As a form of automatic documentation, Frankie questions the role of the artist in a possible future of intelligent machines. A deliberately well-exposed surveillance camera, it examines issues such as agency, control, and privacy.

Frankie is in fact a sort of reverse Turing Test, asking whether machines are becoming more humanlike, or humans are becoming more machinelike. It is also a homage to Frankenstein, and a precursor of Eliza, the first 1970s chat bot designed to resemble a psychoanalyst. As such, it is an ironic reflection on the potential mishaps of a robot that is asked to interrogate emotions.

Profile

Maayan Sheleff is a curator and artist. She has curated numerous projects in ARTLV, the 1st Tel Aviv Biennial; the Science Museum in Jerusalem; the Herzlyia Museum; International Studio & Curatorial Program (ISCP), New York; and The Metropolitan Museum for Photography, Tokyo, exploring the mediums of moving image, performance and new media.

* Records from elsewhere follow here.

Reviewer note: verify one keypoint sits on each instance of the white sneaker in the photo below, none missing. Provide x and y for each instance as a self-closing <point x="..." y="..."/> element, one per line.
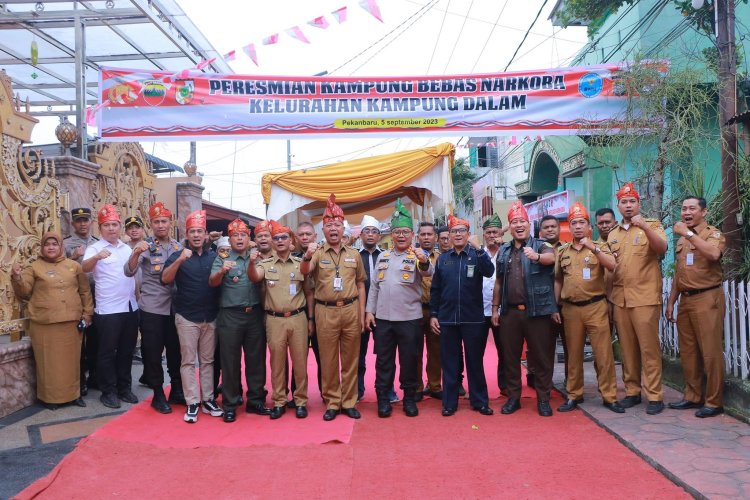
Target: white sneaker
<point x="191" y="414"/>
<point x="210" y="407"/>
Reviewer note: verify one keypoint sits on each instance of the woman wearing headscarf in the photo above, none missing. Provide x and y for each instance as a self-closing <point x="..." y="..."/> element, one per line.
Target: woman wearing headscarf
<point x="59" y="298"/>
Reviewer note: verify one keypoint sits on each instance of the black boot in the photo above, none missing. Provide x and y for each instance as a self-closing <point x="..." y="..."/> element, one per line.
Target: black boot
<point x="384" y="405"/>
<point x="410" y="405"/>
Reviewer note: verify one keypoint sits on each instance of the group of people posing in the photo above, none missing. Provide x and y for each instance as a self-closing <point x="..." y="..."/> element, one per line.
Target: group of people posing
<point x="207" y="301"/>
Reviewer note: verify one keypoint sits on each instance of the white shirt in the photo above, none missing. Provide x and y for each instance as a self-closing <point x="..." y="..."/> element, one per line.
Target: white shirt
<point x="488" y="284"/>
<point x="115" y="292"/>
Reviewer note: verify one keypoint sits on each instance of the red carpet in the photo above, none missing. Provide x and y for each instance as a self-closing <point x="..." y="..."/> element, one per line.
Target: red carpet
<point x="142" y="454"/>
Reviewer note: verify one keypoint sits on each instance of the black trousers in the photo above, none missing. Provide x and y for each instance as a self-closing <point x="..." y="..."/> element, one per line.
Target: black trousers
<point x="501" y="383"/>
<point x="240" y="332"/>
<point x="118" y="334"/>
<point x="516" y="327"/>
<point x="388" y="336"/>
<point x="158" y="333"/>
<point x="473" y="338"/>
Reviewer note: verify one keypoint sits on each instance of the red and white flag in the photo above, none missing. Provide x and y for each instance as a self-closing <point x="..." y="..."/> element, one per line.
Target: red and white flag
<point x="250" y="51"/>
<point x="340" y="15"/>
<point x="371" y="6"/>
<point x="296" y="32"/>
<point x="319" y="22"/>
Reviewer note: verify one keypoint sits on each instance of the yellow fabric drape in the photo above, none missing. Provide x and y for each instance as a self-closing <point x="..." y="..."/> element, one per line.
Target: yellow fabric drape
<point x="360" y="180"/>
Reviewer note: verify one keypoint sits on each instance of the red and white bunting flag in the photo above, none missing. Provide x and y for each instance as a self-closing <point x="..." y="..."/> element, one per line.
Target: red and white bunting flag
<point x="319" y="22"/>
<point x="371" y="6"/>
<point x="340" y="15"/>
<point x="296" y="32"/>
<point x="250" y="51"/>
<point x="270" y="40"/>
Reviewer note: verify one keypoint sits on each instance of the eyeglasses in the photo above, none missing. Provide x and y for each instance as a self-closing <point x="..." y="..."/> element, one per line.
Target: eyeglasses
<point x="401" y="232"/>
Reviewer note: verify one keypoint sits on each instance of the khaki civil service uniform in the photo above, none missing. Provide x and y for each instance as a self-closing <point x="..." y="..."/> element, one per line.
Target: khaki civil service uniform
<point x="433" y="341"/>
<point x="338" y="322"/>
<point x="584" y="310"/>
<point x="700" y="317"/>
<point x="286" y="325"/>
<point x="637" y="297"/>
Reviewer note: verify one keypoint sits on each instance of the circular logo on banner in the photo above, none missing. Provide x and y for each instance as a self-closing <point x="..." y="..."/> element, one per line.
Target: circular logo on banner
<point x="590" y="85"/>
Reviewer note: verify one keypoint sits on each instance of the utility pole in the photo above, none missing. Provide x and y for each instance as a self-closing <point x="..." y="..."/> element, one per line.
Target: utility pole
<point x="731" y="215"/>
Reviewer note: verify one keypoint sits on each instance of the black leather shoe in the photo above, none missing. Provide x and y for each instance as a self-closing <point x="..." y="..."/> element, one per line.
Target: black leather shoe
<point x="484" y="410"/>
<point x="684" y="405"/>
<point x="351" y="412"/>
<point x="630" y="401"/>
<point x="257" y="408"/>
<point x="159" y="403"/>
<point x="510" y="406"/>
<point x="109" y="400"/>
<point x="384" y="408"/>
<point x="128" y="396"/>
<point x="614" y="406"/>
<point x="544" y="409"/>
<point x="708" y="411"/>
<point x="654" y="407"/>
<point x="569" y="405"/>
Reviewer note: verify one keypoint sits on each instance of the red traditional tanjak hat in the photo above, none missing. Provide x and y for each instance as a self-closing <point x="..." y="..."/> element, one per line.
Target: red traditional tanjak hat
<point x="196" y="219"/>
<point x="332" y="211"/>
<point x="628" y="191"/>
<point x="263" y="226"/>
<point x="237" y="226"/>
<point x="159" y="210"/>
<point x="517" y="211"/>
<point x="455" y="221"/>
<point x="108" y="213"/>
<point x="578" y="211"/>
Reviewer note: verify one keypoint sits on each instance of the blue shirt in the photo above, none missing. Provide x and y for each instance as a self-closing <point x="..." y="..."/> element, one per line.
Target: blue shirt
<point x="195" y="300"/>
<point x="456" y="291"/>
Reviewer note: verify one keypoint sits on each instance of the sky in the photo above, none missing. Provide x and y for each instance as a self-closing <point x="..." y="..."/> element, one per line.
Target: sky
<point x="416" y="37"/>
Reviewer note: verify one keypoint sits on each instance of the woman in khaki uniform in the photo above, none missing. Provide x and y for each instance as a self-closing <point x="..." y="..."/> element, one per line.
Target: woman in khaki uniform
<point x="58" y="297"/>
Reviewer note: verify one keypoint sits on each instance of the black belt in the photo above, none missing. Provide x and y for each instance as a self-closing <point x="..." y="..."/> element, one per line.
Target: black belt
<point x="337" y="303"/>
<point x="286" y="314"/>
<point x="688" y="293"/>
<point x="240" y="309"/>
<point x="586" y="302"/>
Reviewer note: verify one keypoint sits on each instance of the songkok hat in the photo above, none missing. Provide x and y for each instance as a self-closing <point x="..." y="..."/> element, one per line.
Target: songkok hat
<point x="401" y="217"/>
<point x="108" y="213"/>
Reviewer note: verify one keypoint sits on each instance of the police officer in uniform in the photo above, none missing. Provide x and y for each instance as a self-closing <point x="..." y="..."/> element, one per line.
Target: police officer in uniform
<point x="75" y="246"/>
<point x="638" y="244"/>
<point x="524" y="307"/>
<point x="580" y="286"/>
<point x="287" y="326"/>
<point x="156" y="318"/>
<point x="339" y="277"/>
<point x="697" y="284"/>
<point x="394" y="300"/>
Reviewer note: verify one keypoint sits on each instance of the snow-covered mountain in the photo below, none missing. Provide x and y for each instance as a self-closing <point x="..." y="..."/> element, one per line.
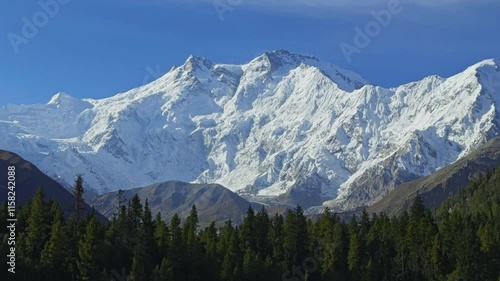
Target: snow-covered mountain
<point x="282" y="124"/>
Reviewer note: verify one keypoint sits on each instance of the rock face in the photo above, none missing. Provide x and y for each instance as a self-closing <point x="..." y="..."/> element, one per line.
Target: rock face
<point x="446" y="182"/>
<point x="213" y="202"/>
<point x="282" y="127"/>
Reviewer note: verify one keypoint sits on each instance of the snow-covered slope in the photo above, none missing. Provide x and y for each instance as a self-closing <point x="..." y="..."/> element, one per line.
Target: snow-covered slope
<point x="283" y="122"/>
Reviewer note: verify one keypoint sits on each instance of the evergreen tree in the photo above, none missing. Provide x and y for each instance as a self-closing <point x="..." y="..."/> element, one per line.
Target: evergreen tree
<point x="55" y="256"/>
<point x="79" y="206"/>
<point x="88" y="252"/>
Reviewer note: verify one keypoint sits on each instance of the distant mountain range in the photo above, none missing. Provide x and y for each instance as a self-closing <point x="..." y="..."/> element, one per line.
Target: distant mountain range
<point x="446" y="182"/>
<point x="213" y="202"/>
<point x="284" y="129"/>
<point x="29" y="179"/>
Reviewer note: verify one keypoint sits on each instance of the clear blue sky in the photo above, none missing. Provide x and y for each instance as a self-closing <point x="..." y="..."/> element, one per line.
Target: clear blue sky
<point x="94" y="49"/>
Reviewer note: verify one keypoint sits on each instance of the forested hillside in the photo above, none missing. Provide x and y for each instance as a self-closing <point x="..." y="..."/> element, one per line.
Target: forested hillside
<point x="460" y="241"/>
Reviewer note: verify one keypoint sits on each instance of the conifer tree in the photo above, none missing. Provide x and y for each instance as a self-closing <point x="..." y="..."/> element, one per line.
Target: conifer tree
<point x="88" y="252"/>
<point x="79" y="205"/>
<point x="55" y="256"/>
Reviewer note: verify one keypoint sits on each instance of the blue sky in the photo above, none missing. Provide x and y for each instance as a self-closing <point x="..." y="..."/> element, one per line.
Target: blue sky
<point x="95" y="49"/>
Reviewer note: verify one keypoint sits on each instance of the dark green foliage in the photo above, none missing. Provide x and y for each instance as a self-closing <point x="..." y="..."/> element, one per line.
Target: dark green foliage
<point x="460" y="241"/>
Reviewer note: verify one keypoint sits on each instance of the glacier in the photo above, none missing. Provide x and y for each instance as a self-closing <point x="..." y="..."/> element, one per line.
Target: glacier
<point x="283" y="128"/>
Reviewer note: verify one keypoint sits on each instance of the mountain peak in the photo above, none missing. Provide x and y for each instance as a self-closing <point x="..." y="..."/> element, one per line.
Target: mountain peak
<point x="61" y="98"/>
<point x="194" y="63"/>
<point x="279" y="58"/>
<point x="64" y="100"/>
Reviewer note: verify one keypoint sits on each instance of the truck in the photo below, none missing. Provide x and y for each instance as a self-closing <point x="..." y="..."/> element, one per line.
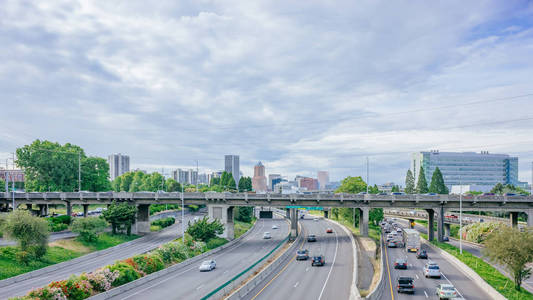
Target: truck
<point x="411" y="240"/>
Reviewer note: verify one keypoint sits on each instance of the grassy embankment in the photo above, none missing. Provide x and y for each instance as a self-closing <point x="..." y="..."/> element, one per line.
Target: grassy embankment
<point x="58" y="251"/>
<point x="491" y="275"/>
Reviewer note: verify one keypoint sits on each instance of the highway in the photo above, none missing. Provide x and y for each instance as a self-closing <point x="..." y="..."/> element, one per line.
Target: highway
<point x="189" y="283"/>
<point x="425" y="287"/>
<point x="85" y="264"/>
<point x="299" y="280"/>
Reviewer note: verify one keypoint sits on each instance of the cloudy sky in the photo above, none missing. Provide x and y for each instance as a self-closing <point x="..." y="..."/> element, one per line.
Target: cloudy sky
<point x="299" y="85"/>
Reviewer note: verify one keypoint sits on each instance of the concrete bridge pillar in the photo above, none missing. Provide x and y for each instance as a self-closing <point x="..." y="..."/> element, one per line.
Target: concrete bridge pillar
<point x="431" y="220"/>
<point x="514" y="219"/>
<point x="440" y="225"/>
<point x="294" y="223"/>
<point x="142" y="223"/>
<point x="85" y="210"/>
<point x="363" y="221"/>
<point x="447" y="231"/>
<point x="223" y="213"/>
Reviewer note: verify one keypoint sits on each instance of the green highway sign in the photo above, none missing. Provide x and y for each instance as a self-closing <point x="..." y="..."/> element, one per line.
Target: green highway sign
<point x="305" y="207"/>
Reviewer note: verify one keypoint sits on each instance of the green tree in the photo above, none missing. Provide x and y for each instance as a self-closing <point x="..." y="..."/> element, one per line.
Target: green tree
<point x="88" y="228"/>
<point x="437" y="183"/>
<point x="120" y="216"/>
<point x="352" y="185"/>
<point x="95" y="174"/>
<point x="421" y="185"/>
<point x="31" y="233"/>
<point x="409" y="183"/>
<point x="50" y="166"/>
<point x="244" y="213"/>
<point x="203" y="230"/>
<point x="513" y="249"/>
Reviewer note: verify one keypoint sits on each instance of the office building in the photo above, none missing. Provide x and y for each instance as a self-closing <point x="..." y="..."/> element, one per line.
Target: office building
<point x="323" y="179"/>
<point x="480" y="169"/>
<point x="118" y="165"/>
<point x="259" y="179"/>
<point x="231" y="165"/>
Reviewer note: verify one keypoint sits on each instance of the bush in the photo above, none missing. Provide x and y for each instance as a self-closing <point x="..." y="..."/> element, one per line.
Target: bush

Eran Hadas is a software developer, poet and new media artist. He creates hypermedia poetry and develops software-based poetry generators. His fictitious female poet persona, Tzeela Katz, is considered to be the biggest hoax in the history of Hebrew poetry.

Gal Eshel is a software engineer, and creates prototypes for Intel as well as developing his own independent robots.

Since 2014, Frankie has performed in Artport, Tel Aviv; Ars Electronica, Linz; Paraflows Festival, Vienna; Art In Odd Places Festival, New York; Residency Unlimited, New York; Ace Hotel, New York; Ammerman Center for Arts and Technology, Connecticut; and Sate Festival, Berlin.